Pesquisadores chineses divulgaram na revista Nature resultados de um ensaio clínico que avaliou o peptídeo experimental Masto, desenvolvido por uma empresa do país, apontando redução da glicemia e melhora de marcadores metabólicos em pacientes com diabetes tipo 2.
Segundo o estudo, o composto também mostrou potencial para tratar sobrepeso, obesidade e distúrbios metabólicos que afetam coração, fígado e rins — problemas especialmente frequentes na população chinesa.
Foco em características locais
A pesquisa acompanhou voluntários chineses, grupo que apresenta índices mais altos de resistência à insulina, esteatose hepática e acúmulo de gordura visceral quando comparado a europeus e norte-americanos. A obesidade abdominal foi identificada como a manifestação clínica mais comum.
“O trabalho fornece evidências científicas para o manejo de pacientes com sobrepeso, obesidade e diabetes no país”, afirmou Zhu Dalong, coautor do artigo e diretor do Centro Médico de Endocrinologia do Hospital Gulou.
Contexto de saúde pública
O diabetes é uma das quatro principais doenças crônicas na China e costuma vir acompanhado de obesidade, hipertensão e dislipidemia. Para enfrentar o cenário, o governo incluiu metas específicas no programa China Saudável (2019-2030), reforçando a necessidade de medicamentos adaptados às características metabólicas locais.
Estratégia industrial
O Masto integra um movimento mais amplo da indústria farmacêutica chinesa, que aposta em:
Imagem: phakphum patjangkata
- novos alvos terapêuticos;
- terapias celulares, como CAR-T;
- uso de inteligência artificial para acelerar pesquisa e desenvolvimento.
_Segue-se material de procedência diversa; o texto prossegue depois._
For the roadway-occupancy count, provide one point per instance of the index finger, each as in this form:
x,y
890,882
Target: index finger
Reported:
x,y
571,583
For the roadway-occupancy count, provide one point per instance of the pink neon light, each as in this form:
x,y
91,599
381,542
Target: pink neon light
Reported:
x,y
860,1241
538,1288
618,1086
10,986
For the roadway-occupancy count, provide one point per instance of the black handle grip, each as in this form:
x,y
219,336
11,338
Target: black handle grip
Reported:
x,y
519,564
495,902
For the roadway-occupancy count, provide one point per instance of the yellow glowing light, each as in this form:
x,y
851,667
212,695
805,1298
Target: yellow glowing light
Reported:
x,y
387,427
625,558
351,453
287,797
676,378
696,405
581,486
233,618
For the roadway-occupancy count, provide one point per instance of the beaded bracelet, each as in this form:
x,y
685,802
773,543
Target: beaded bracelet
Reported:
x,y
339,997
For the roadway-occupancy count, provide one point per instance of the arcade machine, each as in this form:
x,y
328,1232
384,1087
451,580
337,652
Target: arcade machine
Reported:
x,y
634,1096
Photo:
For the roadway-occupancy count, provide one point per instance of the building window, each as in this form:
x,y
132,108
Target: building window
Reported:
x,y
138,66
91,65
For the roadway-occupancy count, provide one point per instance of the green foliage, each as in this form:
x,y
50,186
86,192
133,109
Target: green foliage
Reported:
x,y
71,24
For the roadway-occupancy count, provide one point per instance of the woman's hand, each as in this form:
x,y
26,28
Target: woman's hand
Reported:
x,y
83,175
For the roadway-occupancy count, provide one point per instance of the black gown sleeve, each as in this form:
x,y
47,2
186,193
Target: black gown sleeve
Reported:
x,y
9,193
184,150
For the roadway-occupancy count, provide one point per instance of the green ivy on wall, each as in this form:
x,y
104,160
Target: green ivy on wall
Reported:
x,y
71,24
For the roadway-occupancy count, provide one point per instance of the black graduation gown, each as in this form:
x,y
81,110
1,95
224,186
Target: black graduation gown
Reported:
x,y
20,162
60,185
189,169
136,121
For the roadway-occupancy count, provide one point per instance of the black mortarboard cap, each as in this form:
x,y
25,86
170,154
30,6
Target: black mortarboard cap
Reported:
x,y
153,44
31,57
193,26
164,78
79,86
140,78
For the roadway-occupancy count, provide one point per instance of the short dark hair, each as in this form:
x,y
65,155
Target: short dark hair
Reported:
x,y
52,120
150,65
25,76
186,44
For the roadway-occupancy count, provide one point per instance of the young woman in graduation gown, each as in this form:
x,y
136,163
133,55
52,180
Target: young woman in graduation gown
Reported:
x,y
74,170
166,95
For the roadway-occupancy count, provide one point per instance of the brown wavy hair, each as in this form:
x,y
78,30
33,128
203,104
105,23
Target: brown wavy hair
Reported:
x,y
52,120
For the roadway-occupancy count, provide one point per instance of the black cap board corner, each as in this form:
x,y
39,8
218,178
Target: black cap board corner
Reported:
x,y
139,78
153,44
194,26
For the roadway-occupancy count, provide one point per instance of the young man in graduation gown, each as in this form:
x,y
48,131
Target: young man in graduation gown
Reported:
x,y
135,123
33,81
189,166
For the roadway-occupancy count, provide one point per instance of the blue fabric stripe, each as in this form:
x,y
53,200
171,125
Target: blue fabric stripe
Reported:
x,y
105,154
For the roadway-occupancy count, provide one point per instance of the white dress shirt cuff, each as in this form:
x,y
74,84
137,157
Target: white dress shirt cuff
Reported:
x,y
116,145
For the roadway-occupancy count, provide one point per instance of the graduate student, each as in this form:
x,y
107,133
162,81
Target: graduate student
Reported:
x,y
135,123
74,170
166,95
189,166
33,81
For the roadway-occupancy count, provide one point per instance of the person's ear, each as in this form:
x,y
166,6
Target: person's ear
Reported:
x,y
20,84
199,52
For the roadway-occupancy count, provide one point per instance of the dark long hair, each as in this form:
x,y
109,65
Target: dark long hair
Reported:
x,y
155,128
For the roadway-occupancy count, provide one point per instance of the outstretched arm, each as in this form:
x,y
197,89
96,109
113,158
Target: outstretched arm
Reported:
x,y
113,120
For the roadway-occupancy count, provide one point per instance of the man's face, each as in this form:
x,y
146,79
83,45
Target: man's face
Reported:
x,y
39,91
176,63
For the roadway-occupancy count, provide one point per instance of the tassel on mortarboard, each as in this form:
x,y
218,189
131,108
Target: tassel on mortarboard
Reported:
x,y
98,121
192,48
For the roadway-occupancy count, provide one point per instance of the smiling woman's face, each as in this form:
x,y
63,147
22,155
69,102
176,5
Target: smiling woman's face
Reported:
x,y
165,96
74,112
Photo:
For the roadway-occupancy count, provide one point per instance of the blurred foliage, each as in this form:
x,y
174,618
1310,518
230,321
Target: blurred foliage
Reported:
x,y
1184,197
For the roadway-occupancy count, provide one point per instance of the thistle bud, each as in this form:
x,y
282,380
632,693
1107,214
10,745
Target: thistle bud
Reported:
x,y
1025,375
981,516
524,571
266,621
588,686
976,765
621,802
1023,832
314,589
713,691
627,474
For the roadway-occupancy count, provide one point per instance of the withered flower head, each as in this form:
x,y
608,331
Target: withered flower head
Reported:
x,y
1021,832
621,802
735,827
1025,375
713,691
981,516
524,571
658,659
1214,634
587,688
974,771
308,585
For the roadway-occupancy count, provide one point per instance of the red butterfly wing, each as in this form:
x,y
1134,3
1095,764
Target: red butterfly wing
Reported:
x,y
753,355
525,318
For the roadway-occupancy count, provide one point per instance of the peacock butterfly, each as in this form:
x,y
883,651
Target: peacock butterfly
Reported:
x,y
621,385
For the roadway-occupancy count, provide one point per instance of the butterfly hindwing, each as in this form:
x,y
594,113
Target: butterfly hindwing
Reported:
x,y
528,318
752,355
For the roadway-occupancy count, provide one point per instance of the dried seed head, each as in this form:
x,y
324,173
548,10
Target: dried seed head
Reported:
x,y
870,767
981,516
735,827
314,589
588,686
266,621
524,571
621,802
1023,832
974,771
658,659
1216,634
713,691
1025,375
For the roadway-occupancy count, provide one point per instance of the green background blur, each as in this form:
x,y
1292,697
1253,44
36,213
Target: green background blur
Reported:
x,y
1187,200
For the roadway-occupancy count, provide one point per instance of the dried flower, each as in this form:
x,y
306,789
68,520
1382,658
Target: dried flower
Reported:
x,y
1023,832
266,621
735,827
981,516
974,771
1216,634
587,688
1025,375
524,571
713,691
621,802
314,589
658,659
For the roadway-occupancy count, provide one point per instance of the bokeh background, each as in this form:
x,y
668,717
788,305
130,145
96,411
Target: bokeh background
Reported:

Dados oficiais indicam que, desde o início do 14º Plano Quinquenal, o país aprovou mais de 110 medicamentos inovadores. Até novembro de 2025, 68 fármacos originais receberam sinal verde, superando o total registrado em todo o ano anterior. Para Guo Lixin, do Hospital de Pequim, o ritmo demonstra reconhecimento internacional à pesquisa chinesa.
Os autores destacam que a análise do peptídeo Masto reforça a importância de terapias desenvolvidas de acordo com características genéticas e metabólicas de cada população, abrindo caminho para tratamentos mais precisos contra diabetes e obesidade.